Bagi beberapa kalangan, bunga atau karangan bunga menjadi ajang tersendiri untuk menunjukkan posisi dan kedudukan dalam strata sosial tertentu. Banyaknya karangan bunga yang dipajang sampai jauh di luar dari lokasi resepsi, seoalah menunjukkan bahwa sang penerima karangan bunga tadi menduduki posisi tertentu dalam masyarakat sampai menerima ucapan selamat yang begitu banyaknya. Belum lagi bila kita bicara soal orang yang mengirim karangan bunga. Dalam bebagai kesempatan, kita sering kali menjumpai karangan bunga yang nama pengirimnya justru lebih menonjol ketimbang kata-kata ucapannya maupun nama orang yang dituju. Dan tentu saja, gelar/ jabatan/ predikat tertentu dari sang pengirim bunga seringkali menjadi alasan untuk mengesahkan tindakan diskriminatif terhadap karangan-karangan bunga.

Pada upacara kematian opung boru (nenek) saya beberapa tahun yang lalu, nampak sebuah karangan bunga yang cukup mentereng di bandingkan karangan-karangan bunga lainnya. Karangan bunga yang diletakkan tepat di depan pintu masuk rumah duka bertuliskan: 'Turut berduka cita atas berpulangnya Ny. H. Harahap Br Hutabarat' dari MENTRI KEBUDAYAAN DAN PARIWISATA: JERO WACIK. Saya tidak habis pikir, kenapa bisa-bisanya karangan bunga dari orang yang sama sekali tidak kami kenal malah ditempatkan tepat di depan pintu masuk, hanya karena orang itu menjabat sebagai mentri. Kenapa justru karangan-karangan bunga dari handai taulan dan kerabat dekat yang jelas mengenal baik opung kami malah diletakkan dipinggir. Inilah yang saya maksudkan dengan tindakan diskriminatif terhadap bunga. Tapi sebagai cucu, tentu saja saya tidak bisa berbuat apa-apa selain menerima dan memakluminya. Untung saja waktu itu Jero Wacik belum ditetapkan sebagai tersangka korupsi oleh KPK. Andaikan waktu itu dia sudah menjadi posisi tersangka korupsi, apakah karangan bunga darinya itu masih diletakkan di posisi mentereng itu? Saya rasa tidak.

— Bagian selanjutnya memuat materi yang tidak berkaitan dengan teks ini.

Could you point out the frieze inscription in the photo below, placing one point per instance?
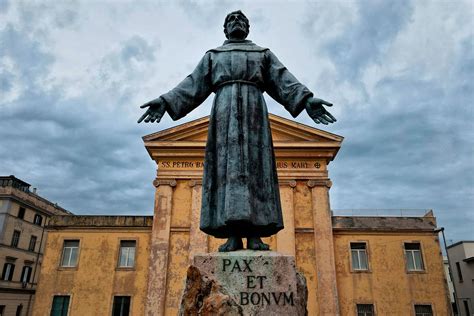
(281, 164)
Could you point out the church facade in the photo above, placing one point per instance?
(136, 265)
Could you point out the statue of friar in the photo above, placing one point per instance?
(240, 193)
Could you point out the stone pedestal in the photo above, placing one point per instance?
(244, 283)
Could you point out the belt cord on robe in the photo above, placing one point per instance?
(241, 132)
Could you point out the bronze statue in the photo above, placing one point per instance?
(240, 196)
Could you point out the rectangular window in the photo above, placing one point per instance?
(423, 310)
(21, 212)
(15, 238)
(365, 310)
(413, 257)
(359, 256)
(70, 251)
(121, 306)
(32, 245)
(60, 305)
(25, 274)
(466, 307)
(127, 253)
(8, 269)
(458, 269)
(19, 309)
(38, 220)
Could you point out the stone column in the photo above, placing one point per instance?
(286, 237)
(159, 251)
(197, 239)
(324, 248)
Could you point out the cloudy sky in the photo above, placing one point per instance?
(400, 73)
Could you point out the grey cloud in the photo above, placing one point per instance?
(4, 5)
(377, 24)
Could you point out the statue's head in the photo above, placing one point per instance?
(236, 25)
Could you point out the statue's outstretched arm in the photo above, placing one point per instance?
(154, 113)
(316, 110)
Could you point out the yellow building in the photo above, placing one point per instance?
(23, 216)
(353, 265)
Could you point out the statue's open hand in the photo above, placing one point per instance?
(154, 113)
(318, 113)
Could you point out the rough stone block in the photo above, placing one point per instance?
(244, 283)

Tentu saja, karangan bunga dengan ucapan selamat dari sang mantan tadi jauh terasa lebih tulus dan syahdu ketimbang karangan bunga pemberian pejabat atau presiden sekalipun. Dan sudah sepantasnya karangan bunga yang jujur dan syahdu tadi mendapat tempat khusus melebihi segala ucapan-ucapan dari mentri dan apartur negara walaupun hanya di dalam hati.